10 June, 2025:
According to Bloomberg calculations based on International Monetary Fund (IMF) data, China, India, and the United States are projected to be the top three global growth engines from 2025 to 2030. This underscores India's emergence as a pivotal driver of global economic momentum, propelled by visionary leadership, structural reforms, digital innovation, and the unmatched spirit of its 1.4 billion citizens.
India's economic path is characterized by strong growth, with a 6.3% per annum GDP growth forecast between 2024 and 2028. This makes India one of the fastest-growing major economies in the world. Contributing to this growth are strong domestic demand, an increase in the working-age population, and considerable investments in infrastructure and digitalization. The nation's digital economy is expected to reach $1 trillion by 2030, driven by initiatives like the Unified Payments Interface (UPI) and rapid 5G adoption.
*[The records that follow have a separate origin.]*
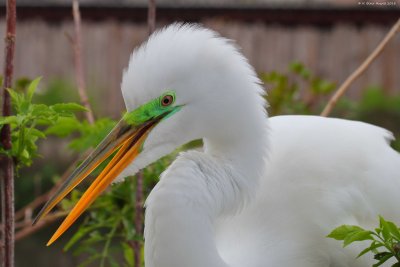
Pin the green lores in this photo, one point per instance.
(162, 105)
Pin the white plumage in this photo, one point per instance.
(264, 192)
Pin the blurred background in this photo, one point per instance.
(294, 45)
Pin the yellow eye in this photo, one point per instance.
(167, 100)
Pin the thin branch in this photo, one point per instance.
(7, 164)
(151, 16)
(360, 70)
(29, 229)
(137, 244)
(80, 80)
(38, 201)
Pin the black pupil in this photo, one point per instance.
(167, 100)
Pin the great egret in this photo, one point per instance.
(264, 192)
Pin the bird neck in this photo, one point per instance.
(194, 192)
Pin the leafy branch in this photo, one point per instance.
(31, 122)
(385, 240)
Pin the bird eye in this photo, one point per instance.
(167, 100)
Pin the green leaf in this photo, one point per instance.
(128, 254)
(385, 228)
(394, 230)
(382, 258)
(32, 88)
(373, 247)
(64, 126)
(8, 120)
(357, 236)
(341, 232)
(67, 108)
(36, 132)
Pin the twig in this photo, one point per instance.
(80, 80)
(136, 244)
(151, 16)
(29, 229)
(360, 70)
(7, 165)
(43, 198)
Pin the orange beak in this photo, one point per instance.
(128, 140)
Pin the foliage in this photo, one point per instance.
(30, 121)
(110, 223)
(106, 233)
(286, 91)
(384, 240)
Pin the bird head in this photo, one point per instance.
(184, 84)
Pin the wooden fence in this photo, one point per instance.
(331, 52)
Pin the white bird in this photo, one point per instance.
(264, 192)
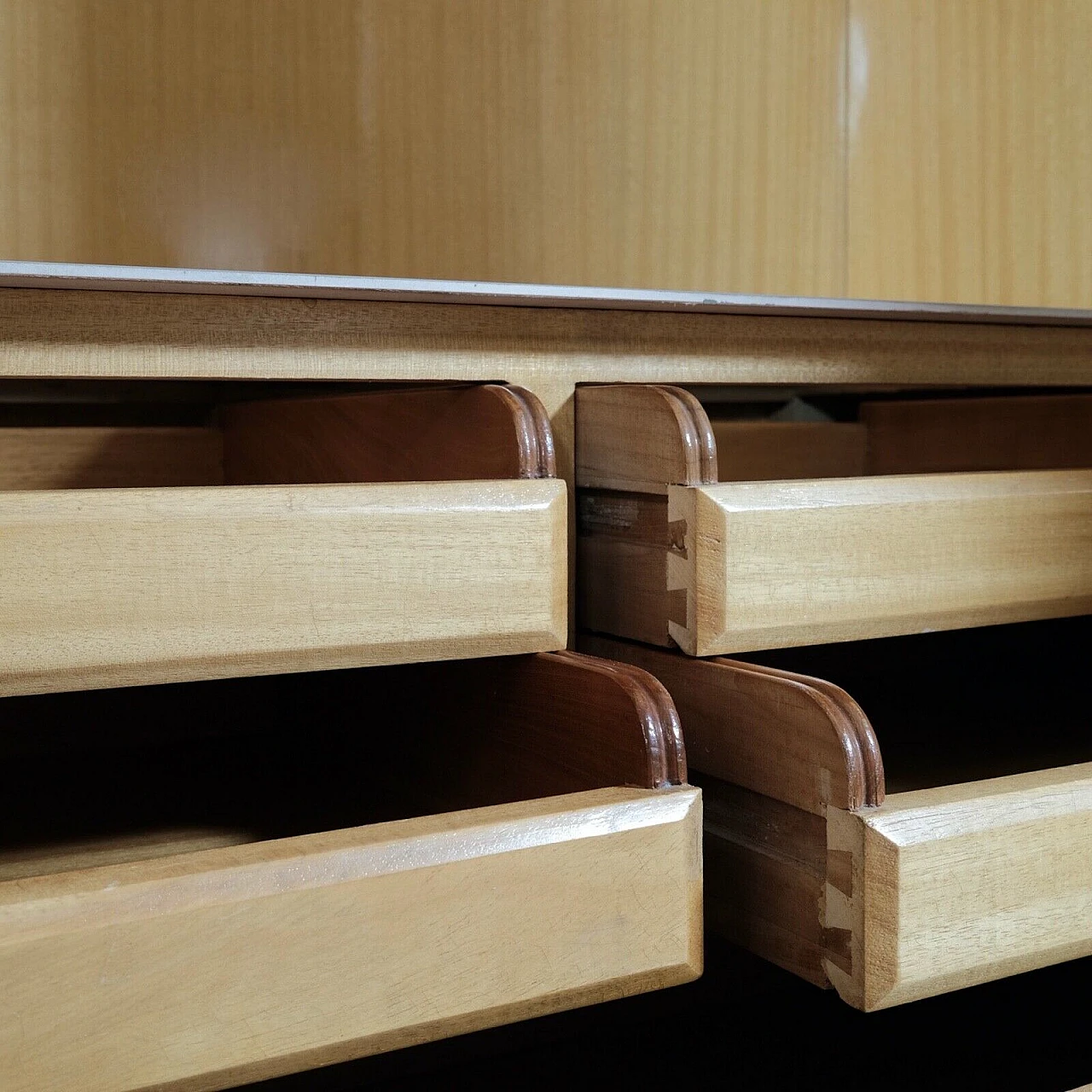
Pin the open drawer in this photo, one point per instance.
(218, 915)
(295, 534)
(669, 554)
(979, 866)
China is expected to make a 23.8% contribution to economic growth in the world during the period. In spite of setbacks like a slowing real estate sector and weakening consumer confidence, the country's large industrial base and export power continue to support its position on the economic front. Estimates suggest that China's industrial output will represent 45% of the world's production by 2030, making it a manufacturing and export powerhouse.
The United States continues to be a major driver of world economic growth, with a forecast of 2.2% GDP growth in 2025. This is on account of robust consumption spending and productivity growth. Nevertheless, factors like trade tensions and fiscal policies can threaten sustained growth.
Though China's, India's, and the United States' combined contributions highlight a shift of global economic trends towards Asia, the International Monetary Fund (IMF) is forecasting global growth at 3.2% for 2024 and slightly below that in 2025. Some of the factors feeding this expectation are geopolitical tensions, policies for curtailing inflation, and structural issues like old-age population and low productivity.
Due to fading supply-chain disruptions and the boom in the service sector, India and China will contribute more than 50 per cent of the global growth in the upcoming year, according to the IMF. Asia will be a major driver of global growth, with other countries, apart from China and India, contributing another 25 per cent.
China, India, and the United States' economic paths over the coming decades identify a dynamic international economic environment, with Asia and, specifically, India increasingly at the center of international growth.